ActionSA aims to be the official opposition, while rejecting the GNU process

ActionSA National Chairperson Michael Beaumont. Photo: Kamogelo Moichela/IOL

ActionSA National Chairperson Michael Beaumont. Photo: Kamogelo Moichela/IOL

Published Jun 7, 2024


ActionSA has rejected the ANC’s idea of a government of national unity (GNU) amid the party failing to secure a majority in last week's general elections.

ActionSA - that won six parliamentary seats in the May 29 polls - said it would not participate in such a process, but at the same time they recognised the need for stability.

The ANC clinched 40% of votes and it was initially reported that it would form a coalition with the DA, which was rejected.

President Cyril Ramaphosa on Thursday night announced that following his party’s National Executive Committee (NEC) meeting, they decided to form a GNU with other political parties including the EFF, DA, PA and IFP.

ActionSA national chairperson Michael Beaumont, speaking in an interview with one of the news channels, said they had expressed the view that as a party they would not take up such a position because they were concerned about what they call a ‘conflicted’ opposition in South Africa.

“What happens to the opposition who have historically played an important role in exposing countless acts of corruption and malfeasance that has taken place, particularly over the last 20 years when they are now given corner offices, bluelight vehicles, government sponsored mansions and higher salaries?

“When they find corruption going forward, they are now facing a decision to do what is right or do they do what keeps their own government in place? A conflicted opposition with an ANC in government is potentially one of the most dangerous things, so we are looking from the outside, saying that we are not going to participate,” said Beaumont.

At the same time they recognised the need for stability, hence they planned to observe. Beaumont said ActionSA had committed to the people that they would play a role of “constructive opposition”.

Beaumont said if proposals came to their desk that were good for South Africans they would support them.

He said ActionSA was open to talks with political parties.

“We are always willing to talk to political parties. That talking has to be predicated on the idea of building an alternative to the ANC. That is the commitment that we have given since the formation of our party,” he said.

Cosatu’s Matthew Parks said the tripartite alliance was disappointed that it had not been consulted beforehand on the decision by the ANC NEC to call for a GNU.

“As Cosatu we are a little bit disappointed that the NEC has announced this decision … So, we had hoped the ANC would have had the courtesy to engage with its alliance partners. After all, we are part of the alliance but we do hope that they will remember that they have an alliance and they engage us fully. As Cosatu, we are still formulating our views,” Parks said.

SACP spokesperson Alex Mashilo said they were not opposed to a GNU. However, they were concerned about the inclusion of political parties that were against some key policies .
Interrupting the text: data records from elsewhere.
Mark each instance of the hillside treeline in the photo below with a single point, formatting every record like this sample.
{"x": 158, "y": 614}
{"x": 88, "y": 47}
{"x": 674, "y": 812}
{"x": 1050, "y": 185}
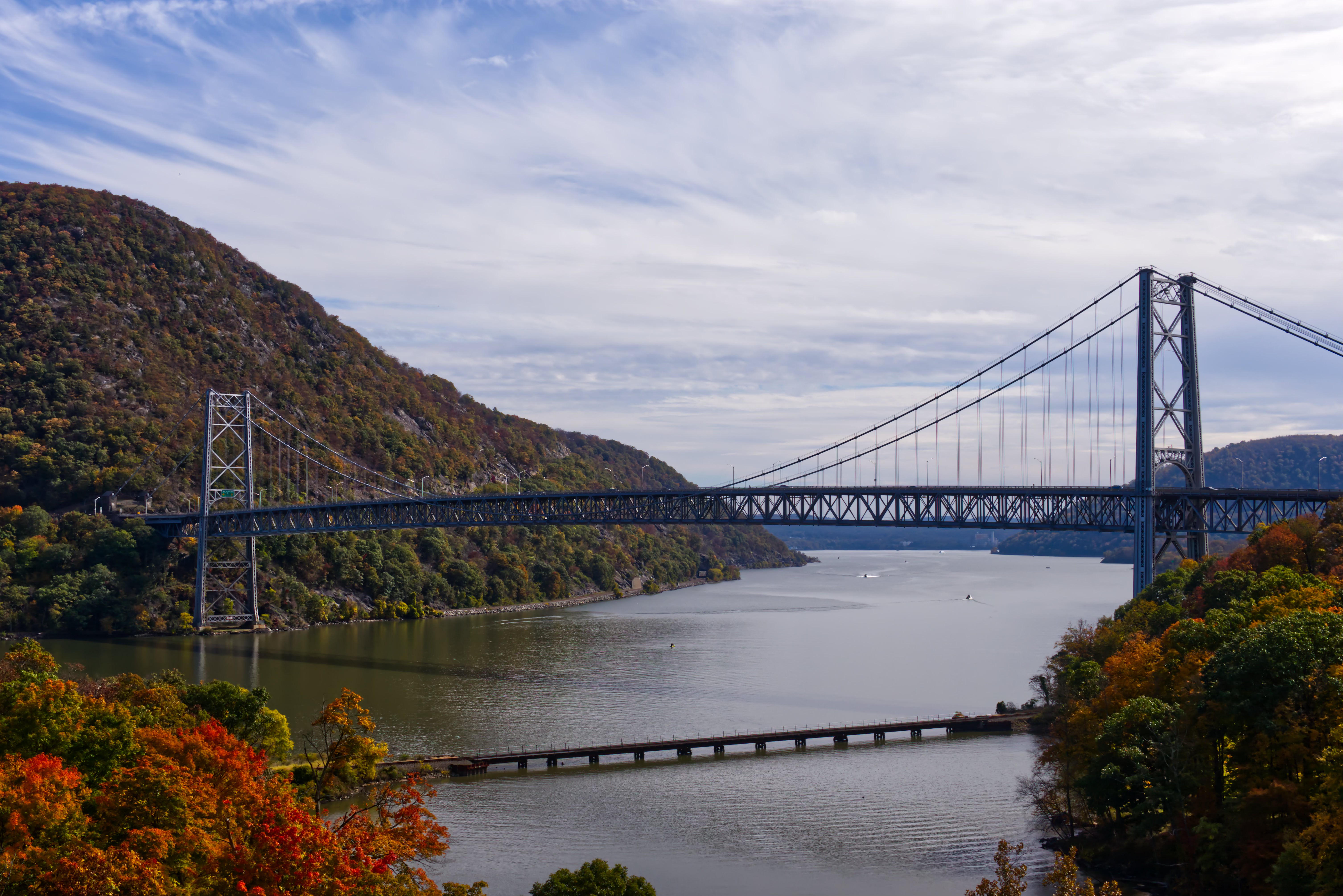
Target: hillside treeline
{"x": 156, "y": 786}
{"x": 1197, "y": 735}
{"x": 116, "y": 318}
{"x": 88, "y": 574}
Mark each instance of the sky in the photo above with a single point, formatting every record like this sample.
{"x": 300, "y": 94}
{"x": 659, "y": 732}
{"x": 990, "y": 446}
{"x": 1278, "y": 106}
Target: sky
{"x": 724, "y": 232}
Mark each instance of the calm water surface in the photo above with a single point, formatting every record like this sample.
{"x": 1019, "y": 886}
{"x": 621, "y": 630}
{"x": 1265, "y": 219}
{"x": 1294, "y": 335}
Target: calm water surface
{"x": 778, "y": 648}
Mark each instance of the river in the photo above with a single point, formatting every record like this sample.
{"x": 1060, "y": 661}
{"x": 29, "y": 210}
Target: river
{"x": 779, "y": 648}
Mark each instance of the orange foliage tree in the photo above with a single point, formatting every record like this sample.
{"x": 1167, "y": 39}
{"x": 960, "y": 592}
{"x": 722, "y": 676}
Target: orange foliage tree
{"x": 183, "y": 809}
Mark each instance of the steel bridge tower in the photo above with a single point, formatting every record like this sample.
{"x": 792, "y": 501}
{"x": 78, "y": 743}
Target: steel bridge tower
{"x": 226, "y": 577}
{"x": 1170, "y": 429}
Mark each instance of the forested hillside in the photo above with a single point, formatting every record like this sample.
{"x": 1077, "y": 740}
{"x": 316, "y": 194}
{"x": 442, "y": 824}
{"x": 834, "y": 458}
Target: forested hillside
{"x": 1193, "y": 737}
{"x": 116, "y": 318}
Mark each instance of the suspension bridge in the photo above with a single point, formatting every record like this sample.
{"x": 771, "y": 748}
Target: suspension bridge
{"x": 1068, "y": 432}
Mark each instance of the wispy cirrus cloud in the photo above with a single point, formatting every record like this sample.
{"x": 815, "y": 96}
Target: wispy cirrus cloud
{"x": 628, "y": 217}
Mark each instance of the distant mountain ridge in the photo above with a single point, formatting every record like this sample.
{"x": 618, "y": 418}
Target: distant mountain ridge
{"x": 116, "y": 318}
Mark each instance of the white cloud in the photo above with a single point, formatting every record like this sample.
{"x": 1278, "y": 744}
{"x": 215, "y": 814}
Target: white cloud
{"x": 692, "y": 226}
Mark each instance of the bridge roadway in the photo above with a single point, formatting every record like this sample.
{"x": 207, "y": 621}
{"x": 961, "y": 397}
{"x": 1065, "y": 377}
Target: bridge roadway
{"x": 1079, "y": 510}
{"x": 479, "y": 765}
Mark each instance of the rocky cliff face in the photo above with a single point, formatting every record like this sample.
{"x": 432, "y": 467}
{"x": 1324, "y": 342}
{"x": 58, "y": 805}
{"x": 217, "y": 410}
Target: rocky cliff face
{"x": 116, "y": 318}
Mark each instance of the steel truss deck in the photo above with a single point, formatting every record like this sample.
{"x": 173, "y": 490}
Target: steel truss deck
{"x": 1192, "y": 511}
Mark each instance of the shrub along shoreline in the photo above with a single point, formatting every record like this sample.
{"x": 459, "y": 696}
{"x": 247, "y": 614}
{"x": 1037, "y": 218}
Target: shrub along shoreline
{"x": 1196, "y": 737}
{"x": 92, "y": 574}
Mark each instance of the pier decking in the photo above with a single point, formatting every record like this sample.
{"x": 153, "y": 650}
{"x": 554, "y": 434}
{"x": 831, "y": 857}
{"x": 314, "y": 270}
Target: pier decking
{"x": 481, "y": 764}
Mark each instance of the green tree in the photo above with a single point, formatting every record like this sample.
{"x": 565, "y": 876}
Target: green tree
{"x": 594, "y": 879}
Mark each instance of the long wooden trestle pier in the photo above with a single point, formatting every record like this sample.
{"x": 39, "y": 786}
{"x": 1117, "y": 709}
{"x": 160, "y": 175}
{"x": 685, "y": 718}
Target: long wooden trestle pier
{"x": 479, "y": 765}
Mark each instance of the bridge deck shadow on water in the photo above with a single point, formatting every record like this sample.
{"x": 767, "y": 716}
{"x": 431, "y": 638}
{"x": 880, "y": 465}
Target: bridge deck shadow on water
{"x": 719, "y": 743}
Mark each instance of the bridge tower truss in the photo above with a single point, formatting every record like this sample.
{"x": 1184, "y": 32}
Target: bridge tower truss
{"x": 226, "y": 573}
{"x": 1170, "y": 430}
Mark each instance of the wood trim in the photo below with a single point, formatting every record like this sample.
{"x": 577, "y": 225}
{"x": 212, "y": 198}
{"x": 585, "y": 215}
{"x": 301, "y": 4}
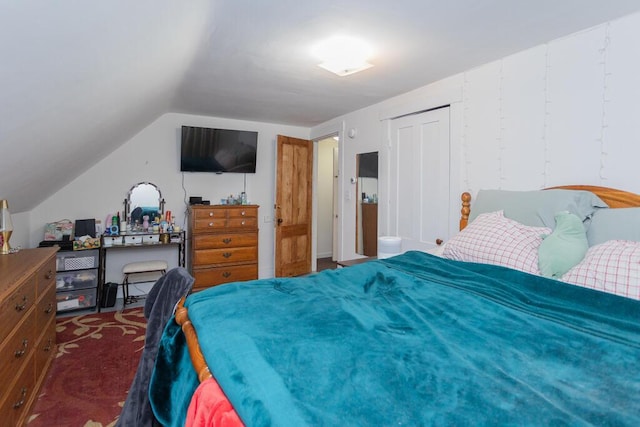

“In principle, we do not have a problem with a GNU but we have expressed our opinion regarding the inclusion of the DA and the uMkhonto weSizwe (MKP) in that GNU. In our view a GNU has to be purpose driven, for we want to drive National Health Insurance (NHI). We cannot have a party that is opposed to the intentions of NHI towards quality healthcare for all,” said Mashilo.

South African National Civic Organisation general secretary Lemias Mashile cautioned the ANC against bringing every Tom, Dick and Harry to the GNU. He said involving all parties would create an unstable government.

“Of course we know it is going to be the top five parties that will be involved in the GNU. If all parties are brought in, then you are going to have endless tension, especially in the division of Cabinet posts,” said Mashile.

South African Federation of Trade Unions general secretary Zwelinzima Vavi said it looked to him that the ANC NEC avoided a divisive decision or found a middle ground by basing the creation of a GNU based on certain principles.

“Principles such as for people who believe in the Constitution of the country will reject violence, embrace the rule of law, who embrace the need for transformation and social justice in order to address the legacy of colonialism and apartheid and so forth. To me these are sound principles that will allow all political parties to engage,” Vavi said.